# RCN collar rank pins?



## Privateer (4 Jul 2008)

I seem to recall seeing (in an antique store somewhere) what looked like miniature metal rank badges for RCN officers, which I assumed would have been worn on the collar of some old RCN pattern of dress.  I recall that they looked like the rank you'd wear on your sleeve, with the executive curl.  Is this right, or was I seeing things?


----------



## hugh19 (4 Jul 2008)

Nope you are not seeing things.

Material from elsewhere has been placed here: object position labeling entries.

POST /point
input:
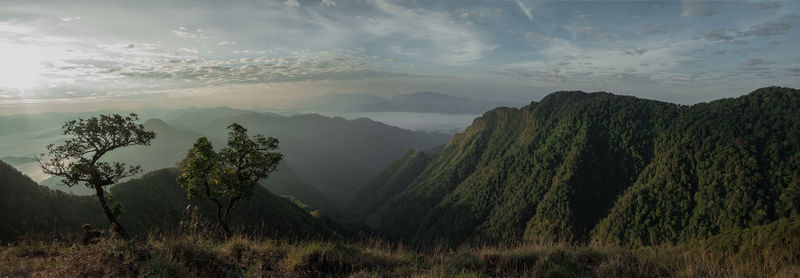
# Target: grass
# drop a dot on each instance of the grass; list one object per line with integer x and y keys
{"x": 197, "y": 256}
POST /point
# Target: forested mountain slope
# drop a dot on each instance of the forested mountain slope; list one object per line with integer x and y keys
{"x": 634, "y": 171}
{"x": 154, "y": 201}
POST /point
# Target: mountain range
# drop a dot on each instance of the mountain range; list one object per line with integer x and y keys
{"x": 421, "y": 102}
{"x": 598, "y": 167}
{"x": 326, "y": 158}
{"x": 153, "y": 201}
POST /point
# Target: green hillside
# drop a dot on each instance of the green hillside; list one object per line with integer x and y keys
{"x": 333, "y": 154}
{"x": 391, "y": 181}
{"x": 154, "y": 201}
{"x": 616, "y": 168}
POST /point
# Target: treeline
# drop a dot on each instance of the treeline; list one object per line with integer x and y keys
{"x": 604, "y": 168}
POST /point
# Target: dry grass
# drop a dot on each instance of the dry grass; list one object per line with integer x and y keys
{"x": 171, "y": 256}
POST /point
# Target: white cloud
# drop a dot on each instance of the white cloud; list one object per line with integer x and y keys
{"x": 524, "y": 8}
{"x": 292, "y": 3}
{"x": 450, "y": 43}
{"x": 697, "y": 8}
{"x": 185, "y": 33}
{"x": 69, "y": 18}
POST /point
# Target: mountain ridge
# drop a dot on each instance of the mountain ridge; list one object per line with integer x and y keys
{"x": 557, "y": 169}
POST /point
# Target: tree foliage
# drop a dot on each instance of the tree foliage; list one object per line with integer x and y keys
{"x": 612, "y": 168}
{"x": 230, "y": 174}
{"x": 78, "y": 158}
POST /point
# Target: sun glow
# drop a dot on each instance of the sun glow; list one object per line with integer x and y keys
{"x": 20, "y": 66}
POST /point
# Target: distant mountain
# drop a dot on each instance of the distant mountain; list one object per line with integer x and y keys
{"x": 154, "y": 201}
{"x": 422, "y": 102}
{"x": 333, "y": 154}
{"x": 602, "y": 167}
{"x": 170, "y": 146}
{"x": 327, "y": 158}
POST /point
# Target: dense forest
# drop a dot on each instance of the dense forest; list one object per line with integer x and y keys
{"x": 150, "y": 203}
{"x": 577, "y": 184}
{"x": 596, "y": 166}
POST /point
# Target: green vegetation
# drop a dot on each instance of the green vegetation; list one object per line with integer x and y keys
{"x": 576, "y": 185}
{"x": 176, "y": 255}
{"x": 607, "y": 168}
{"x": 153, "y": 202}
{"x": 391, "y": 181}
{"x": 230, "y": 174}
{"x": 77, "y": 160}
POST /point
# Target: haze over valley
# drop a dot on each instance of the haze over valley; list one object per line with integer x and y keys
{"x": 392, "y": 138}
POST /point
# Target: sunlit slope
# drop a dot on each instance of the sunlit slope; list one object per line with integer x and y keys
{"x": 654, "y": 171}
{"x": 154, "y": 201}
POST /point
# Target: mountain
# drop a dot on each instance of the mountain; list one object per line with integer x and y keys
{"x": 389, "y": 182}
{"x": 154, "y": 201}
{"x": 169, "y": 147}
{"x": 332, "y": 154}
{"x": 603, "y": 167}
{"x": 422, "y": 102}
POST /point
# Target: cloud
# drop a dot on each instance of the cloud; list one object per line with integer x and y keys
{"x": 291, "y": 3}
{"x": 425, "y": 34}
{"x": 525, "y": 9}
{"x": 765, "y": 29}
{"x": 183, "y": 32}
{"x": 659, "y": 29}
{"x": 70, "y": 18}
{"x": 756, "y": 64}
{"x": 696, "y": 8}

My father still has a few of them.


----------



## Neill McKay (5 Jul 2008)

Privateer said:
			
		

> I seem to recall seeing (in an antique store somewhere) what looked like miniature metal rank badges for RCN officers, which I assumed would have been worn on the collar of some old RCN pattern of dress.  I recall that they looked like the rank you'd wear on your sleeve, with the executive curl.  Is this right, or was I seeing things?



For a time in the '60s there was a khaki service dress uniform similar (if not identical) to the USN khaki uniform: single-breasted khaki tunic with shoulder boards, khaki shirt with tie, etc.  The pins you describe were worn on the collar of the shirt.


----------



## Blackadder1916 (5 Jul 2008)

Here are photos (from the Cornwallis Museum) showing the khaki naval uniform.







The rank insignia on the shirt collar of the seated officer is visible (barely).

And khaki (summer) uniforms were also worn by the RCAF as well as the RCN (officers, CPOs and POs).


----------